In my family, I was always the "good girl." I did whatever I needed to do to make my parents happy: excelled at sports, dance, music, academics...whatever I did, I usually did it well, not because I am naturally gifted but because I worked my ass off thinking it would make my parents happy. Upon graduation, I attended a very good Lutheran college in the midwest. My second summer home, at the tender age of 20, I met Erik at the car dealership where I was working. In typical Julie fashion, I slapped the "cool tag" (Thanks, Butch!) on him very fast and fell head over heels for him. A couple weeks later, we decided to pack up and move to the California coast. As you can imagine, my parents were less than thrilled. In fact, "less than thrilled" is a HUGE understatement. This move was my personal Declaration of Independence. Not long after we arrived at the beach we learned I was pregnant.

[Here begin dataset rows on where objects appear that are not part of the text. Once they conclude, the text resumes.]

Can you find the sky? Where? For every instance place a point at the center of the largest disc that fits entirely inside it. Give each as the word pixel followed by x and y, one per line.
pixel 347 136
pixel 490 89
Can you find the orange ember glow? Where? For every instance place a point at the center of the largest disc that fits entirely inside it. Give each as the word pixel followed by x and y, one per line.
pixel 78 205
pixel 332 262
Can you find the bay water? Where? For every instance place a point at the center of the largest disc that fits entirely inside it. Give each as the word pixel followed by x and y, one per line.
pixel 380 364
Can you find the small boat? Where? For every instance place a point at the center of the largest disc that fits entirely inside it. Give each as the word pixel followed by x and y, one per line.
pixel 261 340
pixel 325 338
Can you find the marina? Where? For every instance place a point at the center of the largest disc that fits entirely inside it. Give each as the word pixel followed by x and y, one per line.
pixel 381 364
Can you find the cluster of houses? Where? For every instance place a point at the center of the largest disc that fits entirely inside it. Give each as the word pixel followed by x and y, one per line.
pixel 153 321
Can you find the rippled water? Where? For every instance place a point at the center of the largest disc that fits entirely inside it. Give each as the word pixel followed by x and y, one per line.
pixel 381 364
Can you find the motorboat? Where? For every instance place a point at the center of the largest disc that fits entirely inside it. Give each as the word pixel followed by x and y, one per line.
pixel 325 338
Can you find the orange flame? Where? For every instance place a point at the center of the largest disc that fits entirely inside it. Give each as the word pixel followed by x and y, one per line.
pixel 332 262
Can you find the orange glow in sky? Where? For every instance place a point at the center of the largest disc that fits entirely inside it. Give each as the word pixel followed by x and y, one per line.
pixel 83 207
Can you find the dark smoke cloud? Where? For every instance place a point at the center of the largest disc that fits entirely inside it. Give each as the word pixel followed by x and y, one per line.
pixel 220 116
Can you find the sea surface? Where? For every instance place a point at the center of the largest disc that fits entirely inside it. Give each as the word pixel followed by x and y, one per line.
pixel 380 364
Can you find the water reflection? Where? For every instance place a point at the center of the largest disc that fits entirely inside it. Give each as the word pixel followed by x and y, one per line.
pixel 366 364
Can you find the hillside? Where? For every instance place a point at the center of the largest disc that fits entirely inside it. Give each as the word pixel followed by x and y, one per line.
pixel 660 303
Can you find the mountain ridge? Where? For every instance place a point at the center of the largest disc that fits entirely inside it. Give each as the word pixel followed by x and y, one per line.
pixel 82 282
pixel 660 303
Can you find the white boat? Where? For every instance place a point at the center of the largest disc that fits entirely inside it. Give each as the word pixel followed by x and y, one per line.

On May 11th 1996 I became a mother. It was Saturday at 1:48am, the day before Mother's Day, the day my life changed forever. Becoming a mother was extraordinary, as I think it is every time we are given the gift of giving life to another human being. It really is a miraculous event. Sometimes, when I think of how lucky men are not to have to deal with all of our female issues, I think they got the short end of the stick because they will never know how truly spectacular it is to grow and give life...it is nothing short of amazing. To feel another person (or two) moving around inside of your own body is absolutely incredible.
I've been a mother my entire adult life. I've never known the feeling of being able to come and go as I please without giving a thought to anyone other than myself. I don't think I've ever resented that, instead, I feel like I had this amazing gift that other people didn't have...I kind of grew up with my kid, in a sense. By the time I started "Round 2", being married and having babies again, the other women were about my age or not too much older and everyone was married. This time, I fit in.
I love my kids fiercely. I would do anything for any one of them. I think we all mother in our own ways and I know that my way is very different from a lot of the other moms that I see around me. I used to think that was bad and that something was wrong with me that I seemed to be missing that "maternal piece". But now I realize that it's just my "way" of being a mom. I believe in a Master Plan and I believe these children were meant to be with me and I with them and so, I'm good with the mom that I am.
But, I think I'm losing one...Heather, the first born of my twins, told me as we were leaving the grocery store tonight and she was buckling herself into her car seat..."I really don't need a mom anymore." :) Happy Mother's Day to me!